The demolition is being carried out by the Taisei Corporation, which has developed what it claims is a cleaner and more environmentally friendly way to tear down high-rises. Called the Taisei Ecological Reproduction System, it works from the top down, breaking a building apart floor by floor. The once 140-metre tall hotel is now missing its top 30 metres. By May it will have vanished.
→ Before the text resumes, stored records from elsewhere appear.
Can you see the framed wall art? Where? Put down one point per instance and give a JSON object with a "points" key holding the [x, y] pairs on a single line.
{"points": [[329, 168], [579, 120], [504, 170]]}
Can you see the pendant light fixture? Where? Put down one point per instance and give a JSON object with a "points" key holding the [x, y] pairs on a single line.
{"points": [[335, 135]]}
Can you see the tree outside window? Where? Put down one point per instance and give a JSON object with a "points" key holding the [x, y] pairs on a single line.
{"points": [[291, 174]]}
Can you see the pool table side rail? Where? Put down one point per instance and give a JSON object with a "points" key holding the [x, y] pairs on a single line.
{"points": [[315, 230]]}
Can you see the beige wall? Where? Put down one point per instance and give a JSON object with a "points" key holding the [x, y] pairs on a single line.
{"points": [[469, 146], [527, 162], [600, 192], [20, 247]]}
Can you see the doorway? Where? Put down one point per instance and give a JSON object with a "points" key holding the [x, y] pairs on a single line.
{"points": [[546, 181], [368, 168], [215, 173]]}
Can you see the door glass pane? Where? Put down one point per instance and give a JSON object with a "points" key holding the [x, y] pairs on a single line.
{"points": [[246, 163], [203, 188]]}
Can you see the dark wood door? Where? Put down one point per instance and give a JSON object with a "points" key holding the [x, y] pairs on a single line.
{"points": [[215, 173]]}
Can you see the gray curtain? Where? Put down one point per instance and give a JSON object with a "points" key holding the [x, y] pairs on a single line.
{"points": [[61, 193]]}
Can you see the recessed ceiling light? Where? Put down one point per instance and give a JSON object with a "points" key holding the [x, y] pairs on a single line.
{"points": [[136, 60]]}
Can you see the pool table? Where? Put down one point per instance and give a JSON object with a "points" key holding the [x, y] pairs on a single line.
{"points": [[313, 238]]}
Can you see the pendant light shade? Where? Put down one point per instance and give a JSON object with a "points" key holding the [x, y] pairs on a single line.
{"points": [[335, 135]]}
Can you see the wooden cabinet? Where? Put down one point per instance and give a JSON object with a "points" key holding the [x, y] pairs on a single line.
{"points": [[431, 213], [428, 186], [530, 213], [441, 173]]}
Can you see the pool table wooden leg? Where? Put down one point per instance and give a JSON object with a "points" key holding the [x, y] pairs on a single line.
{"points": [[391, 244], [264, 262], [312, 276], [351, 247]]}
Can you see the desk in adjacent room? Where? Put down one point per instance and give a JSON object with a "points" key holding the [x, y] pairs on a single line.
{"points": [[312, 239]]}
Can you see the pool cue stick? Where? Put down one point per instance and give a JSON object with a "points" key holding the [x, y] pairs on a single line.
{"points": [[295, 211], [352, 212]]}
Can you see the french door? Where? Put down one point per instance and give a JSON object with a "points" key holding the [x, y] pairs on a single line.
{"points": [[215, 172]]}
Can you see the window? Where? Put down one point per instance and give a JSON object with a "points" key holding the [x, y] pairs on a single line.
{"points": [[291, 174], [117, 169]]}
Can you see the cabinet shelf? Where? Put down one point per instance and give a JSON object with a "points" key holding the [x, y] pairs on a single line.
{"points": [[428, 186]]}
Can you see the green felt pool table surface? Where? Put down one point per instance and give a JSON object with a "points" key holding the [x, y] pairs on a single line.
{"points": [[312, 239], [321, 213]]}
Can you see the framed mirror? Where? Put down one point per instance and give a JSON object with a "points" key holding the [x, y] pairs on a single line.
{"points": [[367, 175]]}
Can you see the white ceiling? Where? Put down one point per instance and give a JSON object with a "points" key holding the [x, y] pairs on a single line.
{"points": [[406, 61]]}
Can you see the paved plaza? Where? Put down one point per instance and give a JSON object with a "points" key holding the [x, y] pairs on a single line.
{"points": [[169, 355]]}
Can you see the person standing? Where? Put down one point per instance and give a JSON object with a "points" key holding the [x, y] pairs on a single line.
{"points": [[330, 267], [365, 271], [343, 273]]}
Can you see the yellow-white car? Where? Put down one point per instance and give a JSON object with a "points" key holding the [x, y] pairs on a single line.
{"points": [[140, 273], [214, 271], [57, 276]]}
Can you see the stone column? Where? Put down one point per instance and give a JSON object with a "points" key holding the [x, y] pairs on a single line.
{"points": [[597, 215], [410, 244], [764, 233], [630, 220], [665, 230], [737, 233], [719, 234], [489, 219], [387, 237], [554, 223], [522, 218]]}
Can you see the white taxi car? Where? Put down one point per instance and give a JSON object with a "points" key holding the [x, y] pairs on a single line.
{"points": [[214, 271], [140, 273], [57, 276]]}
The levels being dismantled are sealed within an enclosure that wraps around the building, while huge jacks slowly lower the original roof down as floors are removed. Fully enclosing the demolition area reduces the volume of dust particles emitted from the site by a factor of 100 compared with conventional methods, says Taisei's Hideki Ichihara.
YouTube link. BBC link.
Before demolition begins, all non-structural elements of the building are removed by hand. Workers then take out beams and concrete flooring, which are carried to ground level by a crane system that generates electricity as the pieces are lowered. By recycling building materials and getting rid of heavy machinery that runs on fossils fuels, Ichihara says, the process reduces carbon dioxide emissions by as much as 85 per cent.